Add a po file for the list of words in GCompris
ClosedPublic

Authored by jjazeix on Dec 22 2018, 5:25 PM.

Details

Reviewers
huftis
Group Reviewers
GCompris
Localization
Summary

The aim of this diff would be to add a po containing all the words to be translated in the lang activity (https://gcompris.net/incoming/lang/words.json) to ease the work for the translators.

Multiple questions:

  1. Is it useful for translators to have it in a po format (in KDE translation repository) instead of a json file (which is only in GCompris repository)?
  2. Which information would be needed to have in the translator comments? The images given in comment should help to understand the context, not sure if more is needed.
  3. I'm really not used to awk, maybe there is some cleaner way to write what I did if someone is interested :).
Test Plan

The first idea is to fill the existing po with the words in locales already available (those in https://cgit.kde.org/gcompris.git/tree/src/activities/lang/resource) to not lose the existing work or duplicate the translators work.

Then, once the po files are ok, when there are updates, synchronize the po files with the json files (so translators would only need to update the po files, no more updating manually the json files).

Diff Detail

Lint
Lint Skipped
Unit
Unit Tests Skipped
jjazeix created this revision.Dec 22 2018, 5:25 PM
Restricted Application added a project: KDE Edu. · View Herald TranscriptDec 22 2018, 5:25 PM
Restricted Application added a subscriber: kde-edu. · View Herald Transcript
jjazeix requested review of this revision.Dec 22 2018, 5:25 PM

Will be commited next week if no complains, scripts to convert from json to po and opposite done.

aacid added a subscriber: aacid.Jan 10 2019, 10:27 PM

I think you should be using StaticMessages.sh

This allows you to get the script that merges back to your files to be run by scripty every day so you don't forget it.

We don't have much documentation but maybe reading the kdeconnect file is enough to understand how to do it?

https://cgit.kde.org/kdeconnect-android.git/tree/StaticMessages.sh

huftis requested changes to this revision.Jan 12 2019, 2:27 PM
huftis added a subscriber: huftis.

Yes, it is very useful to have it in the PO format instead of the JSON format.

The information seems sufficient. But could you split it over two lines instead, and add space after colon? I recommend:

#. Description: "alphabet"
#. Image: https://www.gcompris.net/incoming/lang/lang/words/alphabet.png

(Lokalize currently displays the two lines as a single-line string, but that’s a bug (and it’s not a big problem here): https://bugs.kde.org/show_bug.cgi?id=403142)

It’s not clear what the strings will be used for. Will the text be used even if there isn’t an audio file in the given language?

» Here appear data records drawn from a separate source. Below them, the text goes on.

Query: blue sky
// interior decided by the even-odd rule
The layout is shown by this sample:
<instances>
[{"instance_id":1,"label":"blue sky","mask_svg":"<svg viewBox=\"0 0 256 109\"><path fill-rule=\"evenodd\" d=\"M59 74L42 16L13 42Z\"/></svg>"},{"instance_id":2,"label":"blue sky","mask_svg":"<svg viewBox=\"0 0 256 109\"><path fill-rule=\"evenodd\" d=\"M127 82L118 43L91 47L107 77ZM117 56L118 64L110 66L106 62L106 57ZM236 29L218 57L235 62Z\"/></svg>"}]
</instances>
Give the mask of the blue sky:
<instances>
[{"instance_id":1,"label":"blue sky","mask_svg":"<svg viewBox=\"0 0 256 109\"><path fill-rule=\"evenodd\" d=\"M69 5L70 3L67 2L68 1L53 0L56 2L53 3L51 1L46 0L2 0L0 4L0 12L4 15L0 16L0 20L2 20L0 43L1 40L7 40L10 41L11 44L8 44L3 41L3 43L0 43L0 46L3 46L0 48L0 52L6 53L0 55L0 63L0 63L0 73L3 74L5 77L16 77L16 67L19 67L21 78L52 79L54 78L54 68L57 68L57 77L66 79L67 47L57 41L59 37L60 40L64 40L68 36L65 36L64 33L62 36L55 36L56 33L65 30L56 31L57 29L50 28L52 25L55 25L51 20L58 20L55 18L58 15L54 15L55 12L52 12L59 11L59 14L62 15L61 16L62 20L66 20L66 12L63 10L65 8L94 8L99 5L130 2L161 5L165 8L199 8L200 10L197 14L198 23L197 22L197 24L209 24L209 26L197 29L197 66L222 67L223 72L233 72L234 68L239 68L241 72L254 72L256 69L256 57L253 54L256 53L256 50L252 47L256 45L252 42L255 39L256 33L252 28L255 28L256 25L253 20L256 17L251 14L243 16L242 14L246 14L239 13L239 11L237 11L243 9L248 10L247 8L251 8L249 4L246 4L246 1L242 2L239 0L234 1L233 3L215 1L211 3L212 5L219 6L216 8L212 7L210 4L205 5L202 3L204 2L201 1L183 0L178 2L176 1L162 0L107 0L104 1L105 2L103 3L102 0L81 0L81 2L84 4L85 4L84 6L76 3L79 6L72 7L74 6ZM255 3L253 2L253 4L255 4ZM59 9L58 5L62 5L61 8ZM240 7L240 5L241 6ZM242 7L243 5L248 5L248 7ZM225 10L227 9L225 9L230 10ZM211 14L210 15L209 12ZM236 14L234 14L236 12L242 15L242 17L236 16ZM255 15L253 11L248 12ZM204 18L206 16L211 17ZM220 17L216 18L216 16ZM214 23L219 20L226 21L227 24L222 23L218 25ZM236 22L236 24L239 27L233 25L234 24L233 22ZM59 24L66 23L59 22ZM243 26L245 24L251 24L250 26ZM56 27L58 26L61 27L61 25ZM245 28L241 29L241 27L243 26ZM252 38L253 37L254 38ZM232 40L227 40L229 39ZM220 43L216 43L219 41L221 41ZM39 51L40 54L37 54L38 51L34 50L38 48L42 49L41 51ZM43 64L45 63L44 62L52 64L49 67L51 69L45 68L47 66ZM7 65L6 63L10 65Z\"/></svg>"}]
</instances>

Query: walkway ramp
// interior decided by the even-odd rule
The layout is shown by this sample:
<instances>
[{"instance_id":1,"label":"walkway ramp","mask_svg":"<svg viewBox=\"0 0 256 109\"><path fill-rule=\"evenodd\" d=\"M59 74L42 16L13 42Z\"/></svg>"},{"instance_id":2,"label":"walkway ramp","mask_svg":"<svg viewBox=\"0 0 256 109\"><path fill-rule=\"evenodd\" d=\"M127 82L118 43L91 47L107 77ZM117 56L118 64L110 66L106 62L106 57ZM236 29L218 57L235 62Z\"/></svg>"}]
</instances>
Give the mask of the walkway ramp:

And if so, shouldn’t it be taken from content-en.json (if not empty) instead of from the file name (e.g. "seven" instead of U0037)? And if the English string in ‘content-en.json’ is missing, at least the underscore in the filename should be converted to a space (e.g. ‘air_horn’ → ‘air horn’).

This revision now requires changes to proceed.Jan 12 2019, 2:27 PM

The information seems sufficient. But could you split it over two lines instead, and add space after colon? I recommend:

#. Description: "alphabet"
#. Image: https://www.gcompris.net/incoming/lang/lang/words/alphabet.png

I can change it to:
#. otherChapter / number / 10.ogg
#. https://gcompris.net/incoming/lang/words.html#ten
#: https://gcompris.net/incoming/lang/words.html#ten
msgid "ten"
msgstr ""

This way, the text to translate is really the description, not the sound file?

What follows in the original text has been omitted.